A frágil maioria nas duas Casas do Parlamento, que definirá a permanência, ou não, do atual mandatário, tem sustentado até agora o plano econômico no qual se escora o governo instalado pela via constitucional, de acordo com aqueles deputados, senadores e ministros do Supremo Tribunal Federal (STF) que apoiam o afastamento da presidente Dilma Rousseff; ou devido ao golpe de Estado em marcha, conforme denunciam parcela da sociedade civil brasileira, parlamentares e movimentos sociais.

O horizonte de eventos, hoje, concentra-se no Senado, onde ocorrerá até agosto deste ano a votação decisiva para que Dilma volte ao exercício pleno do cargo, ou seja cassada e processada, cível e criminalmente. Diante de situação idêntica, em meados do século passado, nas Minas Gerais, o ex-presidente Tancredo Neves ouviu de seu arquirrival político Magalhães Pinto, aliado naquele momento para a instalação do Partido Popular (PP), a frase que ficou célebre no folclore brasileiro:

“Política é como nuvem. Você olha e ela está de um jeito.

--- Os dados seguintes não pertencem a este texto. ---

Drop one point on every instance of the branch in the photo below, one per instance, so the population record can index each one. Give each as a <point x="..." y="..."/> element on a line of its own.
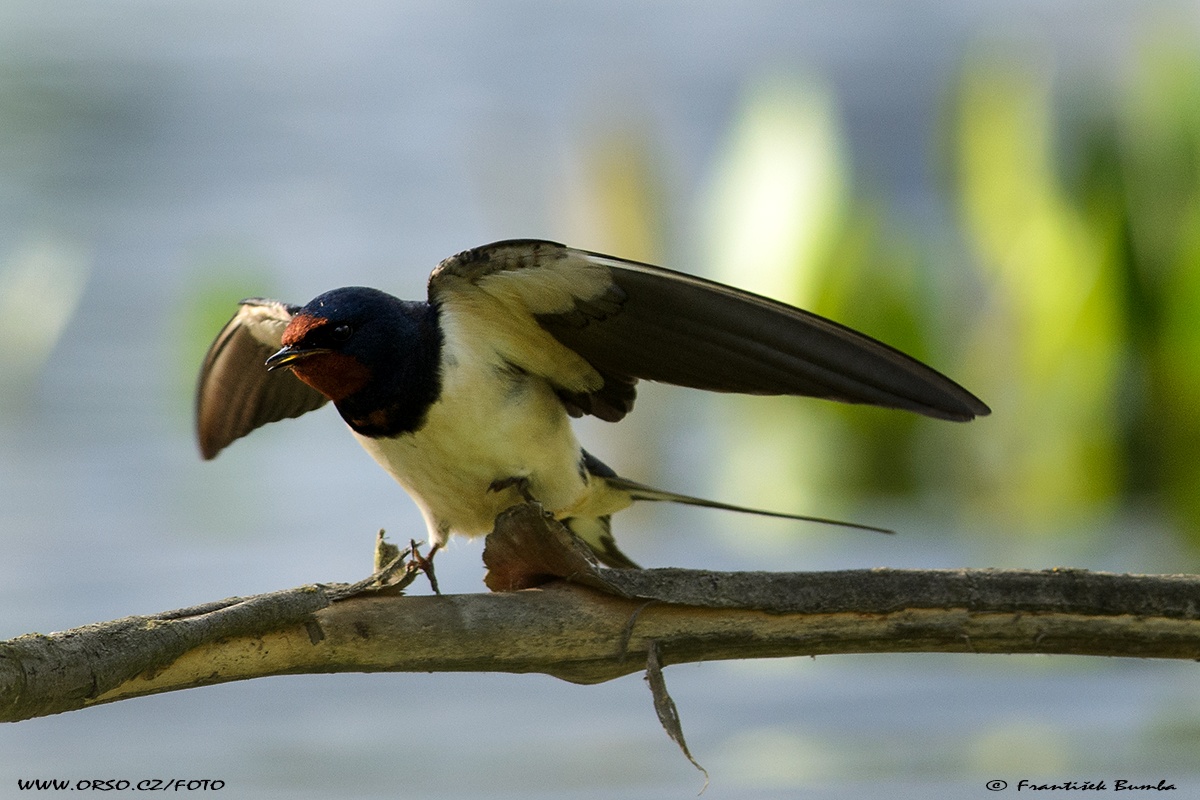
<point x="587" y="624"/>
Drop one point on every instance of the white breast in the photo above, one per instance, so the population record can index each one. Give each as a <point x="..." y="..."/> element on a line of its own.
<point x="492" y="422"/>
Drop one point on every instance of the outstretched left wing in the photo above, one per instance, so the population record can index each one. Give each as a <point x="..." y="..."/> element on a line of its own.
<point x="235" y="392"/>
<point x="593" y="325"/>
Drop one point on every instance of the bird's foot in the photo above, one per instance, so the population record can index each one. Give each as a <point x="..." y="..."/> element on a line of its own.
<point x="424" y="563"/>
<point x="517" y="482"/>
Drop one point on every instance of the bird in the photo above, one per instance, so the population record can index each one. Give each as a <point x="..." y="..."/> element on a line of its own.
<point x="466" y="397"/>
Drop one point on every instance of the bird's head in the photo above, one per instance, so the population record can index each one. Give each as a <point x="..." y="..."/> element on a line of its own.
<point x="342" y="341"/>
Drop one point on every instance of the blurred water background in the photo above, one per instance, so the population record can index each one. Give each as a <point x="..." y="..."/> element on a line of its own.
<point x="1007" y="188"/>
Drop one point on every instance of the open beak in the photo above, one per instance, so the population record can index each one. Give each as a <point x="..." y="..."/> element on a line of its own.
<point x="287" y="356"/>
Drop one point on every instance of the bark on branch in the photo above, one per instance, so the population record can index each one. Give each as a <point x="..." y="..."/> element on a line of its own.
<point x="588" y="625"/>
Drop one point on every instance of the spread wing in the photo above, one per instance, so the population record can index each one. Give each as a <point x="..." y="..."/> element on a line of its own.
<point x="235" y="392"/>
<point x="594" y="324"/>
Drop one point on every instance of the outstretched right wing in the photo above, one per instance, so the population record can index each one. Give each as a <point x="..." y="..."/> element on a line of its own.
<point x="235" y="392"/>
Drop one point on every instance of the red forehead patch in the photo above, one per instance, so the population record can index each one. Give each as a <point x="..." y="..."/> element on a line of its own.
<point x="299" y="328"/>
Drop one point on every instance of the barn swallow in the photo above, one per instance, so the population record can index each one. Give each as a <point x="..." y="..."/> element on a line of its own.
<point x="466" y="397"/>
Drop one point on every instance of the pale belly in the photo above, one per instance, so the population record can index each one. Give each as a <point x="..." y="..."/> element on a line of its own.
<point x="472" y="441"/>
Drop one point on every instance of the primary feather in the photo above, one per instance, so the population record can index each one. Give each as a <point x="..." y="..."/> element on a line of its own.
<point x="465" y="398"/>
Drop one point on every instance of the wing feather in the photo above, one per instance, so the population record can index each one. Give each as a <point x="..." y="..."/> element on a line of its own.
<point x="235" y="392"/>
<point x="629" y="320"/>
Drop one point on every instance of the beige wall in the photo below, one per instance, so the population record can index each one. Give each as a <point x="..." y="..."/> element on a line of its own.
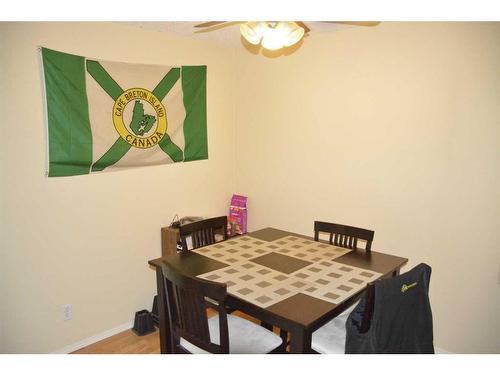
<point x="86" y="240"/>
<point x="393" y="128"/>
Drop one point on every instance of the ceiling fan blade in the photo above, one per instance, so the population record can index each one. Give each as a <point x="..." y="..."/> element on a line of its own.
<point x="304" y="26"/>
<point x="209" y="24"/>
<point x="356" y="23"/>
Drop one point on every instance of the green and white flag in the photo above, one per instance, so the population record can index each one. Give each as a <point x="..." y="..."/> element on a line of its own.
<point x="104" y="115"/>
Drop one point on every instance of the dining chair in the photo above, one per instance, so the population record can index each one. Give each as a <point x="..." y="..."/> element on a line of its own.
<point x="202" y="233"/>
<point x="394" y="316"/>
<point x="193" y="332"/>
<point x="344" y="235"/>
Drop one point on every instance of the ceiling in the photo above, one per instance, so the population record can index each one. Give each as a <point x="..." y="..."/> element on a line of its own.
<point x="228" y="36"/>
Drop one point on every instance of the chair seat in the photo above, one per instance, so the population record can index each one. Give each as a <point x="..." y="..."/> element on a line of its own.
<point x="330" y="338"/>
<point x="245" y="337"/>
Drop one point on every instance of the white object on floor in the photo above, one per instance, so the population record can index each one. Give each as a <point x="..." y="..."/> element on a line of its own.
<point x="245" y="337"/>
<point x="330" y="338"/>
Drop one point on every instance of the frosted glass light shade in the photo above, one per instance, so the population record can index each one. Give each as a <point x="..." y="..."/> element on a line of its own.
<point x="272" y="36"/>
<point x="251" y="32"/>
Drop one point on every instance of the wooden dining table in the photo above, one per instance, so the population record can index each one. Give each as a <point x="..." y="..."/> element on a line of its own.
<point x="284" y="279"/>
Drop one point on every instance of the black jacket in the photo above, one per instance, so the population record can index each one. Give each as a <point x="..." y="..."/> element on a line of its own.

Olha de novo e ela já mudou”.

Magalhães Pinto cunhou a máxima enquanto as duas principais tendências da oligarquia mineira, então unificadas, articulavam a volta dos militares à caserna sem, no entanto, entregar o poder aos partidos da esquerda ou ameaçar qualquer interesse do capital internacional. Aquelas raposas políticas costuravam o pano de fundo dos acontecimentos nos quais, meio século depois, desenvolve-se a batalha que definirá os destinos das próximas gerações. A mesma rede do tempo que imobiliza a presidente Dilma Rousseff ainda aprisiona, em seus nós de chumbo, os ecos do discurso histórico pronunciado naquele outono de 1964, no átrio da Central do Brasil — Centro do Rio de Janeiro —, no qual o presidente Jango Goulart anunciou as reformas de base. Dias depois, foi cassado por uma manobra no Parlamento.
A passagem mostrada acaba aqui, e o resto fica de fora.